Friday, March 30, 2012

Week One: Post #1 (Introduction to the Avant-Garde)


In my opinion the avant-garde was and is a new type of art that is contrary to the style and thought system that was prevalent in the nineteenth century and before. It is art that is conscious of itself as art, and is not trying to be a photograph or window into the realistic world. Originally it was thought of as means to lead society to good, and transitioned into something like creating art for the sake of art. Perhaps then avant-garde art attempts to better the world through beauty, aesthetics, being revolutionary, reactionary and innovative. Avant-garde art relies on tradition and art of the past in order to have something to react against, the heavy textured brush strokes of Manet for example.

I think for something to be avant-garde it needs to reference itself as art, through art history or through the technique used to create it. It also needs to be created in reaction to something, weather that is an art reference or a reference to the times I think it needs to speak to the viewer in a way that something is recognized in the style or aesthetics or in subject matter. When I think of avant-garde I automatically think of abstract expressionism, for some reason this is a deep association that I can not even trace… Now I realize there is so much more to the story going back to the artists Manet and Cezanne. Yet even in this understanding my mind immediately still jumps to abstract expressionism. I am excited to see this change and have my ideas broadly expanded.

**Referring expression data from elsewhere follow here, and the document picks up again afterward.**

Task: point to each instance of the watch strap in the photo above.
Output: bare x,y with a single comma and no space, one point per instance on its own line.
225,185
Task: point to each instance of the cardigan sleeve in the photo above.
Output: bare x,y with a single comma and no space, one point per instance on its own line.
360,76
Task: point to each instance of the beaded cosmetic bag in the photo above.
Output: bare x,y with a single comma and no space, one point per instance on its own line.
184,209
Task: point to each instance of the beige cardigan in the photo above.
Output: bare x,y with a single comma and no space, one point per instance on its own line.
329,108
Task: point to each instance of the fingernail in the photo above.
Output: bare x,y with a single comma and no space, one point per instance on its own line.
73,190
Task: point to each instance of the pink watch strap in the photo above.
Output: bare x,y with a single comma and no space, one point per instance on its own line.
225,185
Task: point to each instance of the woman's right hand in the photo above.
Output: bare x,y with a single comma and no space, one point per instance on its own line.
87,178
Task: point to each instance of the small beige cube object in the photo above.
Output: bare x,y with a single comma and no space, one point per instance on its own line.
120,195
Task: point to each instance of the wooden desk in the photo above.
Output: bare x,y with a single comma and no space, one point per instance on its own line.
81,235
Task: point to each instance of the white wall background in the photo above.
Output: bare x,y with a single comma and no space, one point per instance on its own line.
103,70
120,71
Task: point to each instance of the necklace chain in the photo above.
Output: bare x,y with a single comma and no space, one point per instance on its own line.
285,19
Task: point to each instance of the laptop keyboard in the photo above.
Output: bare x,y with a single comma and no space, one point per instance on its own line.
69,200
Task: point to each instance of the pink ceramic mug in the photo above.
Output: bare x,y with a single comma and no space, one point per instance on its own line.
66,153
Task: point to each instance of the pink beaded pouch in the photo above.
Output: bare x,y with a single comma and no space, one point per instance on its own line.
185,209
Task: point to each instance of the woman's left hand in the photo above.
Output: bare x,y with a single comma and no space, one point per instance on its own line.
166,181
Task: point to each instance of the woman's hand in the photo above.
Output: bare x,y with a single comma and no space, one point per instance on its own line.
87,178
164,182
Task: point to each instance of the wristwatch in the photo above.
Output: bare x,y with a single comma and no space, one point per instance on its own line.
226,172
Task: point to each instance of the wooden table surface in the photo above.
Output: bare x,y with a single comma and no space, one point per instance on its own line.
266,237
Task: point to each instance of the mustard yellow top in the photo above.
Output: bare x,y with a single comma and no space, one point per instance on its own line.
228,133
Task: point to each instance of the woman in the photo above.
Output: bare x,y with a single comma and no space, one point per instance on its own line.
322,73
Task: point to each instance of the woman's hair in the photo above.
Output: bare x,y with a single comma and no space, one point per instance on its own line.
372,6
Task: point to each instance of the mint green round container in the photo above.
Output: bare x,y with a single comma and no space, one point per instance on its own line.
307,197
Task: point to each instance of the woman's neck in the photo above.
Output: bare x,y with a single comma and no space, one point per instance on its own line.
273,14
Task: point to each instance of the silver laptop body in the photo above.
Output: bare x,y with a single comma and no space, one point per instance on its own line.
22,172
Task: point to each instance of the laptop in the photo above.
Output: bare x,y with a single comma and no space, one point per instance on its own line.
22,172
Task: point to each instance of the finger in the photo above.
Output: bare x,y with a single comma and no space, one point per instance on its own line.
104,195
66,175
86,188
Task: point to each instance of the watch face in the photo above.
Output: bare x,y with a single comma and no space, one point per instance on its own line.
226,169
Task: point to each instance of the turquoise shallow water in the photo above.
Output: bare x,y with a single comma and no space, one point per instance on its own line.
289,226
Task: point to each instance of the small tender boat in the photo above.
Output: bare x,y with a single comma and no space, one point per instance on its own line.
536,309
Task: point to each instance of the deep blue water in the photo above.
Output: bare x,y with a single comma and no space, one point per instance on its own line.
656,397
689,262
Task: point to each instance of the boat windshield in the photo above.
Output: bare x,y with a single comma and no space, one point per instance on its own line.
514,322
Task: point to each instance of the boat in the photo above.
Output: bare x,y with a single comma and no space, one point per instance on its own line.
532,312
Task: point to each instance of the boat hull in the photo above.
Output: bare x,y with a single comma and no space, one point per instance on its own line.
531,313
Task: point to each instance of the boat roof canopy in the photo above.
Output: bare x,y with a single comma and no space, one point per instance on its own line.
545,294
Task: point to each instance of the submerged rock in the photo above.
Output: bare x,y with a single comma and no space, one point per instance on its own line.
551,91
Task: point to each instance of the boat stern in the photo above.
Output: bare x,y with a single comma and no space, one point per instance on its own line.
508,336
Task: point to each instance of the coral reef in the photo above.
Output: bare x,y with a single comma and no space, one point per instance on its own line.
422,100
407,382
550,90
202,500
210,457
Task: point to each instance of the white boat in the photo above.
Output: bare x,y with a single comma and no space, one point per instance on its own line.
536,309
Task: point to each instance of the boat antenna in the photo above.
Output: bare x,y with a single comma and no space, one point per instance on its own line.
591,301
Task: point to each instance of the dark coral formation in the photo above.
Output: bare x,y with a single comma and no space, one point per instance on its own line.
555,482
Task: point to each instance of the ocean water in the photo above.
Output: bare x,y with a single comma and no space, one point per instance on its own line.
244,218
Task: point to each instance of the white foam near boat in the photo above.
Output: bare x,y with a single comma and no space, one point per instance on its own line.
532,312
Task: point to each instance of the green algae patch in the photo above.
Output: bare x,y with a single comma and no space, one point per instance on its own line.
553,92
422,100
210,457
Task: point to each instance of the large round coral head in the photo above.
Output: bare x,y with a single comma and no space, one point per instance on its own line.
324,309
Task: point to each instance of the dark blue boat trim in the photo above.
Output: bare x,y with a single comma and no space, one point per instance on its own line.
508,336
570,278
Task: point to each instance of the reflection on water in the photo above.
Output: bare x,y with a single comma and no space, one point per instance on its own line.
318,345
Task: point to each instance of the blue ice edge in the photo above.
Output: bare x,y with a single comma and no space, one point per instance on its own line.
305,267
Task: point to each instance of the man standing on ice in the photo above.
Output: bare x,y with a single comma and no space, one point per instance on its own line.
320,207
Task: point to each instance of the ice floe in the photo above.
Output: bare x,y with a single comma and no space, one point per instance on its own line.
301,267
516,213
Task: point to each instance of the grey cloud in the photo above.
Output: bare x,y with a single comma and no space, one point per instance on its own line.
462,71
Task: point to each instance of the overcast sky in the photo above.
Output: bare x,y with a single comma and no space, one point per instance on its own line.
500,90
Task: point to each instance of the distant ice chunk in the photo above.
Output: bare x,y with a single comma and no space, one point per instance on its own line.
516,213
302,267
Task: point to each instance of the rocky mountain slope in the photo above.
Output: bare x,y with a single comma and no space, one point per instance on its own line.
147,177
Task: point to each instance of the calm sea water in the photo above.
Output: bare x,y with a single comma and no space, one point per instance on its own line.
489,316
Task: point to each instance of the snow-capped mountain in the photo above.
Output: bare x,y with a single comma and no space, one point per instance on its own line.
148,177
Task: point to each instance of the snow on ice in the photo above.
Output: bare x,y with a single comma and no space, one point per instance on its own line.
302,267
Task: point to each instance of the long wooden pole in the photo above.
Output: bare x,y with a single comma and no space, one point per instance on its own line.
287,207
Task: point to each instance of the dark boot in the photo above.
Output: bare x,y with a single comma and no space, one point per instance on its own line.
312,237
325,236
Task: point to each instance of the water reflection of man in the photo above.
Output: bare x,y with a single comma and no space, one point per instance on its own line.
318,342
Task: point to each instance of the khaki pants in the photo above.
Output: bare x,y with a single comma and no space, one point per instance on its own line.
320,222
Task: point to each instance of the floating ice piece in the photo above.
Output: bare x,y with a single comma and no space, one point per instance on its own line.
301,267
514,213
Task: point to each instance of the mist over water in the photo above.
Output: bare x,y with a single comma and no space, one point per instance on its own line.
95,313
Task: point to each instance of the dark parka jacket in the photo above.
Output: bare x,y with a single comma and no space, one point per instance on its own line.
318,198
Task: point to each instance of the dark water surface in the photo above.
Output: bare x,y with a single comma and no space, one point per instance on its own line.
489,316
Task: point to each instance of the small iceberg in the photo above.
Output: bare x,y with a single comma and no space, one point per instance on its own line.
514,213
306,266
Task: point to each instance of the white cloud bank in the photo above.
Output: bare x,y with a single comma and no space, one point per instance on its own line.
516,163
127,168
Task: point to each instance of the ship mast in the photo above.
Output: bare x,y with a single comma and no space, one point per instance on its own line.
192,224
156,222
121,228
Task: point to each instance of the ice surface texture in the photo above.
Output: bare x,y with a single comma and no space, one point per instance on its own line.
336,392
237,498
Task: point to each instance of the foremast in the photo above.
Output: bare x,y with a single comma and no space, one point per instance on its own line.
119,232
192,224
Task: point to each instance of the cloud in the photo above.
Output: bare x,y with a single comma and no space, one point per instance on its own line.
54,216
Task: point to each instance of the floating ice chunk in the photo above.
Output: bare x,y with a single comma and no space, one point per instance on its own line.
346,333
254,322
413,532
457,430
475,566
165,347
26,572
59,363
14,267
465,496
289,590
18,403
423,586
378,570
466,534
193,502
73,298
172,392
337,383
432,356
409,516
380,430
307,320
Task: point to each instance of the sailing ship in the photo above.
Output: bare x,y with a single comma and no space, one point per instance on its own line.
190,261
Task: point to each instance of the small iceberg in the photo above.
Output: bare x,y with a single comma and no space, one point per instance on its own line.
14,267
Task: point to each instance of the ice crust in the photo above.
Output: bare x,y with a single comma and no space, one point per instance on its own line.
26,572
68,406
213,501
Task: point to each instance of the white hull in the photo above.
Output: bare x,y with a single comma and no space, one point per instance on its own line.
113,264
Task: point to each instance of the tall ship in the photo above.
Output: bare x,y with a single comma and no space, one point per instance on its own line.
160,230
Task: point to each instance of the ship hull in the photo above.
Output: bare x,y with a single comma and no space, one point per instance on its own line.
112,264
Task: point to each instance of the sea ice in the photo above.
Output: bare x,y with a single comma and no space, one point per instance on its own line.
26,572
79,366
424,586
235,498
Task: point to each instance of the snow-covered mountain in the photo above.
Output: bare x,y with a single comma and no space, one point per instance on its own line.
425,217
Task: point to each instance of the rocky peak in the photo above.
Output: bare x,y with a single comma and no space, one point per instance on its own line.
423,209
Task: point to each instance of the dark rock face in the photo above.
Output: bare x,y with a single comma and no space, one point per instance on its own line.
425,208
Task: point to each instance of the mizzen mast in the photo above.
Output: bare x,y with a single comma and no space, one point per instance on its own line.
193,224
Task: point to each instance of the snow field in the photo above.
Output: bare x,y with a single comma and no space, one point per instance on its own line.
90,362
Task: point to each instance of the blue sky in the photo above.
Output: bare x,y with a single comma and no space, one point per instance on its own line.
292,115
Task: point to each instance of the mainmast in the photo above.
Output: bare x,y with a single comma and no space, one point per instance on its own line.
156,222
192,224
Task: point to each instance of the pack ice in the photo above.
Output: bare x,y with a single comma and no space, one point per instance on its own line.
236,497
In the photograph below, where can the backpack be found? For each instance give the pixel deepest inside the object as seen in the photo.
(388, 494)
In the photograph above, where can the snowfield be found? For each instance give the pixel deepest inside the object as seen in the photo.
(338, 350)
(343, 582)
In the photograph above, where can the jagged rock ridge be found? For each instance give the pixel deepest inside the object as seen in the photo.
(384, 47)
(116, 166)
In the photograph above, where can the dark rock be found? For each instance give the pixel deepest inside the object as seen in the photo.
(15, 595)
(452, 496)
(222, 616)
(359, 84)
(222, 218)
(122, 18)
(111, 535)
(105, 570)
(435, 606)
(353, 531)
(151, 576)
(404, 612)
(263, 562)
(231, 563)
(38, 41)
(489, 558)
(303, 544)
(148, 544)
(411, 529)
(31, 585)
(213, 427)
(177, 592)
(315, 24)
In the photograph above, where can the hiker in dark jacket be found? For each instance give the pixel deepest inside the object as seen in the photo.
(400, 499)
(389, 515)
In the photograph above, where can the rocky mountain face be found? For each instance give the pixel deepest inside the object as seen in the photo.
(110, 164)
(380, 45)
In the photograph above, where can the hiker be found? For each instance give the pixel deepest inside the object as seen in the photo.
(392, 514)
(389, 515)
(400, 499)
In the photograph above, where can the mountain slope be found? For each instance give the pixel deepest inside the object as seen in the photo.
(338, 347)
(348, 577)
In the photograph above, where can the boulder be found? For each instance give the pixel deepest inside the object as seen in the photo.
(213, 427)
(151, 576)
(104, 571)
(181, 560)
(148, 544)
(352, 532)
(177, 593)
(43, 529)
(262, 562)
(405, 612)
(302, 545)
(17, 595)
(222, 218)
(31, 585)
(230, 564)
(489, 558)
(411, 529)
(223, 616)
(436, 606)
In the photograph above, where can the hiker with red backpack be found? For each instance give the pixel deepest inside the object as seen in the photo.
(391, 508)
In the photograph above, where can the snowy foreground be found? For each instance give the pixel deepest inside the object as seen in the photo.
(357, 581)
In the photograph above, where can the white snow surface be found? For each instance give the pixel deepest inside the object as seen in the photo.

As far as Manet’s Luncheon on the Grass is concerned I know that in its time it was extremely challenging to the viewer. I believe that even today it still poses challenges, especially to the person trying to understand how he was able to kick-start this new movement. Firstly the subject matter must have been startling to the original viewer; today it is out of context to the uninformed viewer. But to the original viewer seeing what to them was obviously a modern prostitute must have been wild. The men are wearing clothing that was not fit for the occasion, like the smoking hat for indoors for example. The woman’s clothing is right there for the viewer to see leaving no question that this is a modern woman. Then there are the stylistic differences like the perspective being much flatter and the woman in the background being much too large. The texture was completely unfinished in comparison with the works of the academy that were polished and finished with no visible brush strokes. This piece was avant-garde because it was challenging the school of thought and the academy and it was using modern day subject matter as well as new techniques that still required refined and amazing skills and craft yet were more, wild and would have looked messy to the viewer of the day.

1 comment:

  1. I like that you touched on how avant-garde art is "conscious of itself as art." I think that a lot of the art that today we perceive as "avant-garde" fits with this definition. (Although, on a side note, it is good to remember that the original Saint-Simonian usage of "avant-garde" wasn't really connected to this idea.)